Fase tre: nella morsa di un abbraccio.
Mi sono perso nella mia stessa apatia.
Sai, ho sentito il calore di milioni di abbracci andare a spezzarsi nell’arco di pochi istanti, nella mia più totale confusione, nel non saper mai distinguere il bene e il male, nella mia assoluta incapacità di non sapere da che parte andare, nei miei escamotage, nel diluvio universale dei miei pensieri.
Per poi rimanere in bilico, tra ciò che sarebbe stato meglio per me e l’empatia suprema che riservavo per chi mi sedeva dinanzi.
Nel trambusto di abbracci sinceri, talvolta velati di sarcasmo, in quelli di addio di chi, in realtà, voleva rimanere, ma che io non riuscivo a trattenere.

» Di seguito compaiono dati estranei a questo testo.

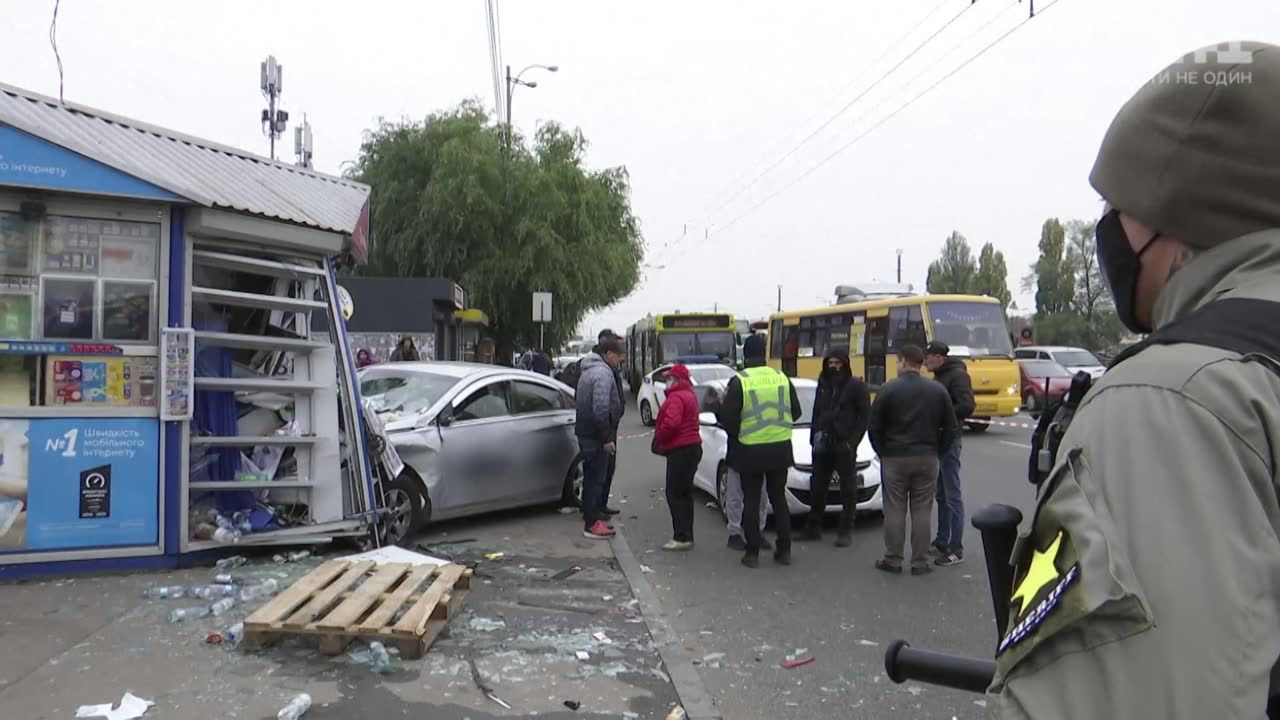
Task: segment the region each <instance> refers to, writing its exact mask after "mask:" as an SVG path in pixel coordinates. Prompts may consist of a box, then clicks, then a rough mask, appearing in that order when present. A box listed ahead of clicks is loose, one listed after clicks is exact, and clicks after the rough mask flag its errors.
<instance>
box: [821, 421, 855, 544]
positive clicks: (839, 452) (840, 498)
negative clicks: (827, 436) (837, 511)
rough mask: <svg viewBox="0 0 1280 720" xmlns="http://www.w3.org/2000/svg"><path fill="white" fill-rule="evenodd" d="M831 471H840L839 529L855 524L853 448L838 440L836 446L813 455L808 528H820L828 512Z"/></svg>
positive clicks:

Quante volte sono inciampato nelle briciole della mia stessa essenza, della mia bontà e gentilezza, nella mia bravura, ci sono caduto dentro, a capofitto.
Quasi fosse una condanna voler bene e saper amare, concedersi la facoltà di essere felici.
E io parlo d’amore, come se lo sapessi fare, in termini di guerra e pace.
Quante volte ho fatto a spintoni con il mio senso estremo di giustizia, lo stesso che ho assecondato quasi come fosse una donna a cui piacere, una da amare, un’altra da accudire.
Il rifiuto verso me stesso, verso quello che sono, peggio ancora verso quello che sono stato, nella mia capacità di non concedermi di sbagliare, di poter scivolare, solo perché me l’aveva detto qualcun altro, che avrei dovuto mettere il freno a mano.
Ma io so perdermi nella mia stessa apatia, nel mio costante interrogativo che è la vita, nel chiedermi dove stia andando, nei miei amori mancati, di cui tanto blatero, negli stessi che mi trascino, come fossero strascichi di normalità, nella forza della mia penna, la stessa che ha questo tratto, così leggero e al contempo così pesante, la stessa che mi permette di dar voce all’abisso delle mie emozioni, che mi permette di mettere a soqquadro questi scatoloni emotivi che straripano d’invidia per chi ama, per chi ha saputo essere amato ed essersi amato.
Che poi forse meritiamo un po’ tutti di essere felici.